05. Direct S3 Data Access with rioxarray

Timing

  • Exercise: 20 minutes

Summary

In the previous exercises we searched for and discovered cloud data assets that met certain search criteria (i.e., intersects with our region of interest and for a specified date range). The end goal was to find and save web links to the data assets we want to use in our workflow. The links we found allow us to download data via HTTPS (Hypertext Transfer Protocol Secure). However, NASA allows for direct in-region S3 bucket access for the same assets. In addition to saving the HTTPS links, we also created and saved the S3 links for those same cloud assets and we will use them here. In this exercise we will demonstrate how to perform direct in-region S3 bucket access for Harmonized Landsat Sentinel-2 (HLS) cloud data assets.

Direct S3 Access

NASA Earthdata Cloud provides two pathways for accessing data from the cloud. The first is via HTTPS. The other is through direct S3 bucket access.
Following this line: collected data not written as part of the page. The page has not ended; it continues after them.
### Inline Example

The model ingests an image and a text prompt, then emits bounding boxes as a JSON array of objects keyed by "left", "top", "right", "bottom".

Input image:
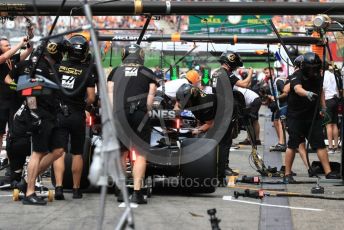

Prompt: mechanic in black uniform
[
  {"left": 53, "top": 34, "right": 96, "bottom": 200},
  {"left": 211, "top": 51, "right": 253, "bottom": 182},
  {"left": 107, "top": 44, "right": 157, "bottom": 204},
  {"left": 0, "top": 36, "right": 33, "bottom": 156},
  {"left": 281, "top": 55, "right": 310, "bottom": 175},
  {"left": 17, "top": 38, "right": 67, "bottom": 205},
  {"left": 6, "top": 51, "right": 40, "bottom": 186},
  {"left": 284, "top": 52, "right": 340, "bottom": 183},
  {"left": 176, "top": 83, "right": 216, "bottom": 135}
]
Below are some benefits and considerations when choosing to use direct S3 bucket access for NASA cloud assets.

Benefits

  • Retrieving data can be much quicker
  • No need to download data! Work with data in a more efficient manner, “next to it, in the cloud”
  • Increased capacity to do parallel processing, due to working in the cloud
  • You are working completely within the AWS cloud ecosystem and thus have access to the might of all AWS offerings (e.g., infrastructure, S3 API, services, etc.)

Considerations

  • If your workflow is in the cloud, choose S3 over HTTPS
  • Access only works within AWS us-west-2 region
  • Need an AWS S3 “token” to access S3 Bucket
  • Token expires after 1 hour (currently)
  • Token only works at the DAAC that generates it, e.g.,
  • Direct S3 access on its own does not solve ‘cloud’ problems, but it is one key technology in solving big data problems
  • Still have to load things in to memory, parallelize the computation, if working with really large data volumes. There are a lot of tools that allow you to do that, but are not discussed in this tutorial

What you will learn from this tutorial

  • how to retrieve temporary S3 credentials for in-region direct S3 bucket access
  • how to configure our notebook environment for in-region direct S3 bucket access
  • how to access a single HLS file via in-region direct S3 bucket access
  • how to create an HLS time series data array from cloud assets via in-region direct S3 bucket access
  • how to plot results

This exercise can be found in the 2021 Cloud Hackathon Book


Import Required Packages

%matplotlib inline
import matplotlib.pyplot as plt
from datetime import datetime
import os
import requests
import boto3
import numpy as np
import xarray as xr
import rasterio as rio
from rasterio.session import AWSSession
from rasterio.plot import show
import rioxarray
import geoviews as gv
import hvplot.xarray
import holoviews as hv
gv.extension('bokeh', 'matplotlib')